When my alarm went off at 7:15, I was in no condition to spring out of bed with a song on my lips. But I am trying to get back into the schedule habit, getting up at the same time every morning and getting to work at 10 a.m. or earlier, instead of waking when I'm done sleeping and wandering into the office sometime between eleven and tomorrow. So I got up in spite of what my body wanted to do. I only hope that as a result my body will go to sleep when it's supposed to tonight.



Another new habit I'm getting into here at work is to keep a log of my activities as I perform them. Every phone call that comes in, every fax I send, every document I type, every phone number I call, every little thing gets jotted down in a binder. I started this yesterday, and it was quite gratifying to see how many things I did that day. I filled three pages with little notes on discussions and tasks and whatnot, and though I didn't reach the goals I'd set in the morning, it was a lot of work. Today I've done very little, which is somewhat less gratifying, I've only filled one page and don't expect to do much more, and haven't even considered the goals I set this morning. But I do have notes of who called and what they called about, and I've already referred to yesterday's log several times to refresh my memory and clue myself in on the status of various projects. It makes me feel so grown-up and organized.



On a not entirely unrelated topic, I've been re-reading a book I enjoyed so much that I brought it to work with me many months ago... where it was immediately subsumed by the mess on my desk, and I just recently found it again and started leafing through it — Roger Rosenblatt's Rules for Aging: Resist normal impulses, live longer, attain perfection (Harcourt, 2000). Here is a sample of some of the rules, with explanatory text paraphrased (so as to not trample any well-meant plagiarism laws):

    1) It doesn't matter (win or lose, late or early, here or there, get or miss... it just doesn't matter).

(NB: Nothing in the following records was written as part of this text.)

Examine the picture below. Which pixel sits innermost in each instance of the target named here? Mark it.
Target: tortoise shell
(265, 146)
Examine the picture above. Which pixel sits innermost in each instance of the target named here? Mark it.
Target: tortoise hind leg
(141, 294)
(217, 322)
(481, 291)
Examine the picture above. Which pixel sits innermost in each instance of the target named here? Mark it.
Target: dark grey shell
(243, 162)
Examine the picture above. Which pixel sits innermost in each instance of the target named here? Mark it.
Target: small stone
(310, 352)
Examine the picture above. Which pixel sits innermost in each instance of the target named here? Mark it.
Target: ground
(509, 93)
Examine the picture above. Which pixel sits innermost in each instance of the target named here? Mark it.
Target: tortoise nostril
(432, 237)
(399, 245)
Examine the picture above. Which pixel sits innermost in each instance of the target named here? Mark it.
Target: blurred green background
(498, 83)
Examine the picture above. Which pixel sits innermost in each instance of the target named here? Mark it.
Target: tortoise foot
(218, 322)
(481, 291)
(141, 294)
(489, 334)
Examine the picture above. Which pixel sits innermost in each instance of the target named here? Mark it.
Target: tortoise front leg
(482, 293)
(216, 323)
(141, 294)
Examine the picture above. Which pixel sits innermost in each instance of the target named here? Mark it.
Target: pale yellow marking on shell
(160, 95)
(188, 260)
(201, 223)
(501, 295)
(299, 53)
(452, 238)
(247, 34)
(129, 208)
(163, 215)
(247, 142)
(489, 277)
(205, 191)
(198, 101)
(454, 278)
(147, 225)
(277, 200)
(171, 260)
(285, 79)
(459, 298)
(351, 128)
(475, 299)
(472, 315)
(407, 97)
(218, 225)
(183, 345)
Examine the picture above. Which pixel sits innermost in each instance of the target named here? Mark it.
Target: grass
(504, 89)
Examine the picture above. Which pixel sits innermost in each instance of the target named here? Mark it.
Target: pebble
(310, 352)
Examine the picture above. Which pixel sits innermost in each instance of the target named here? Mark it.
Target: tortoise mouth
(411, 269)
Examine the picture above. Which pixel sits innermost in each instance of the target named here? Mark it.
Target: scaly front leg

    2) Nobody is thinking about you (in order to critique or condemn or plot against you... they're too busy thinking about themselves, just like you).



    3) Let bad enough alone (there is no situation so bad that you can't make worse by trying to exonerate yourself from it).



    4) Ignore your enemy or kill him (but if you kill him, you have to make sure you never get caught and he never knows you did it, or else he will have won).



    5) Boo yourself off the stage (before anybody else gets a chance to).



    6) Yes, you did (if you think you might have been wrong, then most likely you were).



    7) After the age of thirty, it's unseemly to blame your parents for your life (which the author immediately emends to age 25).
There are fifty-eight Rules altogether, each one applicable to everyone's life. So much wisdom in such a slim volume. Shiloh's mother sent that to me for Christmas a couple of years ago... and while I can't say that it changed my life, it certainly gave me a good perspective on how to handle my life.



Well, let's see, what else can I natter on about today? I can't really think of anything. I have about another hour of work to do here, then I'm going to the gym (only for cardio, though... we're going to try the elliptical machines today instead of the bicycles), and then dinner, then I'm going to try and burn a CD. I've never done that before... and maybe the process will be so time-consuming that I will be able at the same time to concentrate on writing my ninth-step letter to Kevin (I had a nightmare about him last week, and so obviously he's preying on my mind) while I wait.



Which reminds me, I have to call and confirm the dinner-date with the person for whose birthday gift I am learning how to burn a CD in the first place. One little task after another, does it never end?